It is in that climate of suspicion that the rest of the 2004 track and field competition begins Friday at the Olympic Stadium, with an opening weekend highlighted by the men’s and women’s 100-meter races. The women’s final is Saturday, the men’s Sunday.
After all, one of the sport’s biggest stars, Marion Jones, has been implicated in the BALCO scandal and is under investigation by the U.S. Anti-Doping Agency, even though she never has failed a drug test.
Jones, defending Olympic champion in the 100, will not defend her title because she finished only fifth at the U.S. trials. Winner of three gold and two bronze medals in 2000, she qualified for just one individual event in Athens, the long jump.
Jones’ companion, 100-meter world record-holder Tim Montgomery, is missing from the men’s race, having failed to make the U.S. team. The USADA is seeking a lifetime ban on Montgomery based on evidence from the federal investigation of BALCO.
“The good things about us are being undermined by all the scandals,” said U.S. sprinter Lauryn Williams, the world’s third-fastest woman in the 100 this season.
The first major track doping scandal involved Ben Johnson of Canada, who lost his 100-meter gold at the 1988 Olympics after testing positive for steroids.
Drug use was common by then, in the state-sponsored doping programs of East Germany and the Soviet bloc and in the self-styled doping programs of U.S. athletes, but the public was ignorant of it.

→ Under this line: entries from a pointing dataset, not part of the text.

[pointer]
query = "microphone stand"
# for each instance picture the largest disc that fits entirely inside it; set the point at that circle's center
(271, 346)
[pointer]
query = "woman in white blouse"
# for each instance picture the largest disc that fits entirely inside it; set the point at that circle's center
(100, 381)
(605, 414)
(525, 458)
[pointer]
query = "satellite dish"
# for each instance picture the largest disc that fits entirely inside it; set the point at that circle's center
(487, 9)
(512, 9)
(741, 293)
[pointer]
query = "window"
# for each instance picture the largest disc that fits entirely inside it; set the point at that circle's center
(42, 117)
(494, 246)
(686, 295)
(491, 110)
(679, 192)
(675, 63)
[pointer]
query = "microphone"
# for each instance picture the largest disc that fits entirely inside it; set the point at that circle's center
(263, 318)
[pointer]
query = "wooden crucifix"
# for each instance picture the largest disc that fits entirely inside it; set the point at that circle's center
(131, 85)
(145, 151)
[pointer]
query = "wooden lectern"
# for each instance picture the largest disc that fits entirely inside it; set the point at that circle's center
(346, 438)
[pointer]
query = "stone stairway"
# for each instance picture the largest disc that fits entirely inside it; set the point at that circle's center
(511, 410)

Tests rarely caught big names until Johnson and two American world record-holders, Randy Barnes in the shot put and Butch Reynolds in the 400, tested positive for steroids in 1990.
“The Ben Johnson thing … was a big milestone in track and field, with a lot of them maybe to come in the future,” said Justin Gatlin of the U.S., a medal contender in the 100 and 200, punctuating his thought with a sardonic laugh.
“That’s just part of the deal. Things like that happen in sport all the time. We’ve just got to make sure we can get past it and make sure there are positive notes.”
Gatlin’s attitude reflects not cynicism but realism in a sport that no longer dares adopt an ostrich posture. Williams is equally candid.
“The faster you run, the less people are going to believe you’re a clean athlete, the more they are going to put you under the magnifying glass,” she said. “I’m willing to deal with it, if that’s what it takes. I can only control what I can control.”
Williams, 20, is among a dozen medal contenders in a wide-open women’s 100.
“I’m going to win, so it doesn’t matter,” Williams said.
Williams’ brashness, uncommon among women sprinters, is typical of the men.
“The person to beat in this race, since I’m a cocky person, is myself,” said Shawn Crawford of the U.S., the 2004 world leader in the 100 and 200.
“I don’t mind going in as the favorite,” said Jamaica’s Asafa Powell, who beat defending Olympic champion Maurice Greene in two recent races on the European circuit.
“It doesn’t mean anything,” Greene said of the successive losses to Powell.
Greene, 30, is trying to become the first man to cross the 100-meter finish line first in two Olympics. Carl Lewis of the U.S. won two 100-meter golds, but the second came after Johnson’s disqualification.
“I think this is the most competitive [100] field in history,” Gatlin said.
“I don’t think anyone is the favorite out there.”
That would be a big change from the last Olympics, when both Jones and Greene easily lived up to their billing as heavy favorites in the 100s.
This time Greene is trying to outrun time. Powell is 21, Gatlin 22 and Crawford 26.
“It’s time for a new era,” Williams said.
That’s true in every sense of the word.